Custom SQLite Aggregates in Perl
About a year ago, Josh Berkus was reviewing some Bricolage SQL code, looking to optimize it for PostgreSQL. One of the things he noticed was that we were fetching a lot more rows for an object than we needed to. The reason for this is that an object might be associated with one or more groups, and to get back a list of all of the group IDs, we were getting multiple rows. For example, if I wanted to fetch a single story with the ID 10, I might get back rows like this:
SELECT s.id, s.title, grp.id
FROM story s, member m, grp g
WHERE s.id = m.story_id
AND m.grp_id = g.id
AND s.id = 10;
s.id | s.title | grp.id
-----+---------------------+--------
10 | The Princess Bride | 23
10 | The Princess Bride | 24
10 | The Princess Bride | 25
10 | The Princess Bride | 26
10 | The Princess Bride | 27
Now, that’s a lot of extra data to have to fetch for just a single row to be
different; it’s very wasteful, really.
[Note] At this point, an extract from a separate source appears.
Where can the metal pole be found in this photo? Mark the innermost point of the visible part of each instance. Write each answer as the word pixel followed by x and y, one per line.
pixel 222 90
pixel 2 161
So Josh said, “Why don’t you use a custom
aggregate for that?” I knew nothing about aggregates, but I did some research,
and figured out how to write PostgreSQL custom aggregates in SQL. I wrote a very
simple one, called id_list()
, that joins up all of the values in a column with
an empty space. The aggregate code looks like this:
CREATE FUNCTION append_id(TEXT, INTEGER)
RETURNS TEXT AS '
SELECT CASE WHEN $2 = 0 THEN
$1
ELSE
$1 || '' '' || CAST($2 AS TEXT)
END;'
LANGUAGE 'sql'
WITH (ISCACHABLE, ISSTRICT);
CREATE AGGREGATE id_list (
SFUNC = append_id,
BASETYPE = INTEGER,
STYPE = TEXT,
INITCOND = ''
);
Now I was able to vastly simplify the results returned by the query:
SELECT s.id, s.title, id_list(grp.id)
FROM story s, member m, grp g
WHERE s.id = m.story_id
AND m.grp_id = g.id
AND s.id = 10;
GROUP BY s.id, s.title
s.id | s.title | id_list
-----+---------------------+---------------
10 | The Princess Bride | 23 24 25 26 27
So then I just had to split the id_list
column on the white space and I was
ready to go. Cool!
So recently, was thinking about how I might do something similar in SQLite. It
turns out that SQLite has a way to add custom aggregates, too, via its
sqlite_add_function
function. But I don’t know C, and had been wondering for
a while how, even if I figured out how to write an aggregate function in C,
whether I would have to require users to compile SQLite with my C aggregate in
order to get it to work.
However, as a Perl developer, I thought it might be worthwhile to just quickly
check the DBD::SQLite docs might have to say on the matter. And it turns out
that the ability to add aggregates to SQLite is supported in DBD::SQLite via the
create_aggregate
custom function. And what’s more, the aggregate can be
written in Perl! Whoa! I couldn’t believe that it could be that easy, but a
quick test script demonstrated that it is:
#!/usr/bin/perl -w
use strict;
use DBI;
my $dbfile = shift;
my $dbh = DBI->connect("dbi:SQLite:dbname=$dbfile", '', '');
END {
$dbh->disconnect;
unlink $dbfile;
};
$dbh->do('CREATE TABLE foo (a int)');
$dbh->do('BEGIN');
$dbh->do('INSERT INTO foo (a) VALUES (?)', undef, $_) for 1..10;
$dbh->do('COMMIT');
# Create a new aggregate.
$dbh->func('joiner', 1, 'My::Join', 'create_aggregate');
my $sel = $dbh->prepare(q{SELECT joiner(a) FROM foo});
$sel->execute;
$sel->bind_columns(\my $val);
print "$val\n" while $sel->fetch;
The first argument to create_aggregate()
(itself invoked via the DBI func()
method) the name of the aggregate, the second is the number of arguments to the
aggregate (use -1 for an unlimited number), and the third is the name of a Perl
class that implements the aggregate. That class needs just three methods:
new()
, an object constructor; step()
, called for each aggregate row, and
finalize
, which must return the value calculated by the aggregate. My simple
implementation looks like this:
package My::Join;
sub new { bless [] }
sub step {
my $self = shift;
push @$self, @_;
}
sub finalize {
my $self = shift;
return join q{ }, @$self;
}
Yep, that’s really it! When I run the script, the output looks like this:
% try foo
1 2 3 4 5 6 7 8 9 10
Keen! I mean, that is just so slick! And it really demonstrates the power of SQLite as an embeddable database, as well. Thanks Matt, for making the SQLite API available to us mere mortal Perl developers!